Slide 9: There are a number of ways to prevent the 'shark fin'. The first is to ensure that you have the maximum carrying capacity possible - this means that an application must be seeded early into as many different and diverse networks as it can. For some applications you may be able to do this by seeding to fan pages - even if these only have a few thousand fans, they are likely to be from diverse networks, and are more likely than other users to install a relevant application. If you don't have access to a fan page, then advertising, either with banner ads or social ads around Facebook, or by using application advertising networks, is the only way to ensure that your application is widely seeded (you could also use traditional advertising or other channels to reach your current customers).
Once you've ensured a high carrying capacity, you then need to ensure that your application has a clear retention loop. The Facebook application platform is great for viral loops, with applications able to build in newsfeed stories and invite requests into the fabric of the application. However, although this is fine for growing the installed user base, to maintain a high active user base you must have a clear retention loop that keeps users coming back. This is a serious pitfall that many applications on Facebook have fallen into - and without a continuing active user base, there's no-one to market to or to click on adverts.

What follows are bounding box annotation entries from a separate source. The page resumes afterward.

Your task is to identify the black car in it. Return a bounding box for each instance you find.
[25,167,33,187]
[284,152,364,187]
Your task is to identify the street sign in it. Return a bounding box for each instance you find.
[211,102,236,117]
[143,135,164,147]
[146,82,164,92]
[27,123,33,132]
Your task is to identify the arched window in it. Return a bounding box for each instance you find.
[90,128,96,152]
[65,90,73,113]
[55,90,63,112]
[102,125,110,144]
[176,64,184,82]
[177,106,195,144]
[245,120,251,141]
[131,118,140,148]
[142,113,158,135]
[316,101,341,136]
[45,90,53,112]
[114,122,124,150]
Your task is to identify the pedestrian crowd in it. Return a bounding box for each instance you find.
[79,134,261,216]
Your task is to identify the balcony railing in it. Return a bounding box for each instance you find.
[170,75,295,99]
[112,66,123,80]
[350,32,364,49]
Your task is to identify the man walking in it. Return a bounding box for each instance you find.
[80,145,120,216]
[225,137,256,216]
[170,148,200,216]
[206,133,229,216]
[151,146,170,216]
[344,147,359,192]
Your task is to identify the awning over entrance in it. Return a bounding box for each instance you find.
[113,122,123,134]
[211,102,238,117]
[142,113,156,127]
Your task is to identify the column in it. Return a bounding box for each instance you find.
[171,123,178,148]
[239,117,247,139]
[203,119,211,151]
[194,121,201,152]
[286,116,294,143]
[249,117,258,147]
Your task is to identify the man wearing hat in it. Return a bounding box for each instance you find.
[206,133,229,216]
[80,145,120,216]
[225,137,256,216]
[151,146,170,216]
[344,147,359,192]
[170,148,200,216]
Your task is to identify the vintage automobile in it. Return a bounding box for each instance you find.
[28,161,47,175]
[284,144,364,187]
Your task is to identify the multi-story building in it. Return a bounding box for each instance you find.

It's extremely important that you measure your retention rates from day 1, and test the effect of changes to the application on retention rate. Although the drop off is disguised by exponential growth during the initial phase, the drop off is still happening, and if you wait until active users have dropped off the other side of the shark fin then even if you fix the retention loop you will have less active users than otherwise. Thus, you need to ensure the retention loop is working as early as possible to ensure that you hit the maximum number of active users you can, and keep them.
If you're interested in the maths I'd advise you to check out Andrew Chen's post on this, especially his notes about cohort analysis for testing retention rate over time.
5 comments:
Fascinating stuff but I have been playing with the spreadsheet and got some anomalous results.
Try:
Invite Conversion @ 10%
Avg Invites @ 23
INitial user base @ 2,500
Carrying capacity @ 250,000
You get an odd sawtooth which I don't understand. Any ideas what is going on here?
Hi,
Thanks for your comment - I'll take a look at this. Was that invites per user per time period, or average per user overall?
Josh
I'll email you the XLS I've got.
Hi Paul,
Thanks for the spread sheet.
This is due to a mathematical error. The growth algorithm is allowing the user base to exceed carrying capacity. Because the conversion rate is worked out as 1 - [saturation %] * 10% when the saturation% exceeds 100% the conversion rate becomes negative, causing it to create a drop in users. The same problem then again causes the new users to exceed the carrying capacity again so the same happens. This just needs some jiggying around to ensure that whatever initial numbers you put in the cumulative users can never exceed carrying capacity.
Although this is a 'mathematical error', it does actually have a cross over to real life - if you drive your viral loop too hard (e.g forced invites etc) then you're likely to gain more users than reflects the natural carrying capacity for your application, and these users are likely to drop off/uninstall the app very quickly.
Hi Josh - yes, that looks like a reasonable pathway. I agree that this would reflect the "real world" in this way. Nice anomolous activity! Thanks for looking at it for me.